Every few months someone publishes a hot take about AI replacing product managers. The argument is always the same: AI can write user stories, analyze data, prioritize backlogs, generate roadmaps. What's left?
The people making this argument don't understand what LLMs actually are, and they don't understand what PMs actually do.
What an LLM actually is
A large language model is a stochastic text predictor. It was trained on a massive corpus of internet text to predict the next token given a sequence of tokens. That's it. It's extraordinarily good at this, which makes it useful for a wide range of tasks - but it's not reasoning in any meaningful sense. It's pattern-matching at scale.
This matters because the things that make a PM valuable are not pattern-matching problems. When I'm deciding whether to build real-time order tracking or invest in improving our search ranking algorithm, I'm not looking for the statistically likely next token. I'm weighing specific tradeoffs: engineering complexity, infrastructure cost, user impact, competitive pressure, what our data actually shows about where users drop off. An LLM trained on generic product management content cannot do this for me. It doesn't know that our search has a cold-start problem for new sellers, or that our payment gateway has a 2-second latency spike that makes real-time anything painful to build.
LLMs also hallucinate. Not occasionally - regularly. They produce confident, well-formatted text that is factually wrong. For synthesis tasks where you can verify the output, this is manageable. For judgment calls where the whole point is that you're making a decision under uncertainty, a confidently wrong answer is worse than no answer.
Write user stories, generate roadmaps, summarize research, draft specs from a prompt
Weigh tradeoffs with full context, build trust with engineers, know when to push back on leadership, understand why users behave the way they do
Where the replacement risk is real
Here's what the "AI replaces PMs" crowd gets right, even if they're wrong about the mechanism.
A lot of PM work is currently done badly. Specs that are vague because the PM didn't think hard enough. Prioritization that's really stakeholder appeasement dressed up in RICE scores. User research that confirms what the PM already believed. Roadmaps that are fiction.
AI makes it easier to produce the artifacts of PM work without doing the underlying thinking. You can generate a spec from a one-line prompt. It will look like a spec. It will have acceptance criteria and edge cases and a nice structure. It will also be wrong in ways that aren't obvious until an engineer spends a week building the wrong thing.
I've seen this happen. We had an engineer spend a week building a batch job that ran nightly when what we actually needed was a real-time webhook handler. The spec said "sync order status" - I meant immediately on status change, he reasonably read it as "keep them in sync." A nightly batch job does keep them in sync. It also means a customer's order shows as "processing" for 23 hours after it shipped. That's a support ticket, a refund request, and a lost customer. The spec was vague because I hadn't thought hard enough about the timing requirement. AI-generated specs are vague in exactly this way, because the AI doesn't know what "sync" means in your specific context.

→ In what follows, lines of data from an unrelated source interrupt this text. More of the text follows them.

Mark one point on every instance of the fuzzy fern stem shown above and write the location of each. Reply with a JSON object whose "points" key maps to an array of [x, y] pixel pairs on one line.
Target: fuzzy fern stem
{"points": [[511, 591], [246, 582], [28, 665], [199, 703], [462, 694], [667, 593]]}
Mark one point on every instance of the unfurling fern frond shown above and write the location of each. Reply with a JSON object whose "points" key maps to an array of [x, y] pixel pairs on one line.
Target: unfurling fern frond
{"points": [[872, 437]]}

What actually can't be automated
The things I do that are genuinely hard: deciding which of the 40 things on the backlog actually matters given what I know about our users and our business. Knowing when an engineer's estimate is off because the problem is harder than it looks versus because they're sandbagging. Understanding that a feature request from a large seller is really about a workflow problem we haven't solved, not the feature they're asking for. Knowing when to push back on a direction from leadership and when to execute.

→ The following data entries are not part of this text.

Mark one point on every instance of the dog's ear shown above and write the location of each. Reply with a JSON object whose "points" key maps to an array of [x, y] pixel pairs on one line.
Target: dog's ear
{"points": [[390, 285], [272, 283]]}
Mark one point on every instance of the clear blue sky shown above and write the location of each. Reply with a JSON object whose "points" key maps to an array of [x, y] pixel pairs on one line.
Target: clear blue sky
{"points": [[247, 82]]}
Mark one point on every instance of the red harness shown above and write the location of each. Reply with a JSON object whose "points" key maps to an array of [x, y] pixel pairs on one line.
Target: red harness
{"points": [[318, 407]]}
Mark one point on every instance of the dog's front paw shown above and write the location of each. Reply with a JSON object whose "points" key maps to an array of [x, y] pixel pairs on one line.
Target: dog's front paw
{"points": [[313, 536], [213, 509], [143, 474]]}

None of these are things you can prompt your way to. They require context that lives in my head from months of working with the team, reading support tickets, watching session recordings, and making decisions and seeing what happened.

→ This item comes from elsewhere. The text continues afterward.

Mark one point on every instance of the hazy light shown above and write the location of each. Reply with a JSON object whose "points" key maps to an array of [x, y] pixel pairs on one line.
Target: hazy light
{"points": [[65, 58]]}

The other thing that can't be automated is trust. My engineering team ships things for me because they trust that I've thought through the problem, that my specs are accurate, and that I'll back them up when something goes wrong. That trust was built over time through specific interactions. An AI can't build it.
The actual opportunity
I use AI every day. It saves me real time on synthesis, on first-pass editing, on getting oriented in a new technical area quickly. When I need to understand how our payment processor's webhook retry logic works before writing a spec, I can get a solid mental model in ten minutes instead of an hour.
But I use it as a tool, not as a replacement for thinking. The PMs who will be fine are the ones who use AI to get the low-value work off their plate so they can spend more time on the high-value stuff. The ones who use it to avoid thinking will eventually have nothing left to offer - not because AI replaced them, but because they replaced themselves.
The replacement risk isn't "AI does the PM's job." It's "AI enables PMs to fake the job more convincingly, and the ones who were already faking it will get found out when the products they ship keep failing."